Still, some on the right assume that feminism has tricked us into believing that we could have it all, leaving our wombs bereft of life and our lives bereft of meaning. On a recent episode of his podcast, even professor Jordan Peterson, for whom I generally have great respect, has opined that only motherhood, and the sense of responsibility it imbues, can enable women to development into adulthood. But this implies that childless women live in a kind of existential limbo, seen neither as children nor adults; neither cared for nor caregivers; neither fully formed women nor life-informed adults.

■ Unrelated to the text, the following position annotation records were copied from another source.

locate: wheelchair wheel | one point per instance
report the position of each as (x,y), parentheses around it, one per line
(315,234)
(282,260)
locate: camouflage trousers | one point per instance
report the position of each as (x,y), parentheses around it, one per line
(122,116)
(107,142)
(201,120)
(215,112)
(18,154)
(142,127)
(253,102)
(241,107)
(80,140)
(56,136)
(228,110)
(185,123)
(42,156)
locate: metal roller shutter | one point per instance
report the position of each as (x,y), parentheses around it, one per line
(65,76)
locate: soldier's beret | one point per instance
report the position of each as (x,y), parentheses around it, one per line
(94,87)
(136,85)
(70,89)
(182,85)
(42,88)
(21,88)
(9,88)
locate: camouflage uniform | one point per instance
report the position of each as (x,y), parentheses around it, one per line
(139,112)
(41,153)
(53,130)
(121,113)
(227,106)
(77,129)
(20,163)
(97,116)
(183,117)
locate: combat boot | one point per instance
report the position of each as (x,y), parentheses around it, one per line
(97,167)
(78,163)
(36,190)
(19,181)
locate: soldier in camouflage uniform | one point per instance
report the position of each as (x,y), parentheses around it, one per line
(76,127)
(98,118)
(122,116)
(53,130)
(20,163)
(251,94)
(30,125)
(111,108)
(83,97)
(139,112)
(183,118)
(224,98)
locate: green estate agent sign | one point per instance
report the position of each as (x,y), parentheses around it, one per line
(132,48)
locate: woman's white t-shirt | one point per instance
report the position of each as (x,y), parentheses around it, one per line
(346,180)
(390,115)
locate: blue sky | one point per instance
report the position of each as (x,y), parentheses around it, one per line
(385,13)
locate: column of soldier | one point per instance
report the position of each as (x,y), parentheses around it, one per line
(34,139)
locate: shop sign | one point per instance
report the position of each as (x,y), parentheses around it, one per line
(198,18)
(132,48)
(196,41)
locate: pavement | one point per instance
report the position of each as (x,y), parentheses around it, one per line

But we are not a second sex within our own sex; we are not other to mother.
In a 2012 study I partnered on with the communications firm Weber Shandwick, we found 23-million PANKs, or Professional Aunts No Kids, the term I coined to describe child loving, childless women. That’s one-in-five North American women. These generous aunts contribute to the development of our nieces and nephews by relation, our friends’ children, and children around the world. This tribe understands that while babies are born from the womb, maternity is born from the soul and there are many ways to mother.
While my dream of twin daughters did not come true for me, it turns out my intuition wasn’t completely off. As the Yiddish proverb goes: “We plan, and God laughs;” I am blessed with not one, but two sets of twin nieces. My dream came true for my brother and sister-in-law, twice, and I could not love all my nieces and my nephew more if I tried.
It’s not the life I expected, but in many ways, it’s a life beyond my expectations.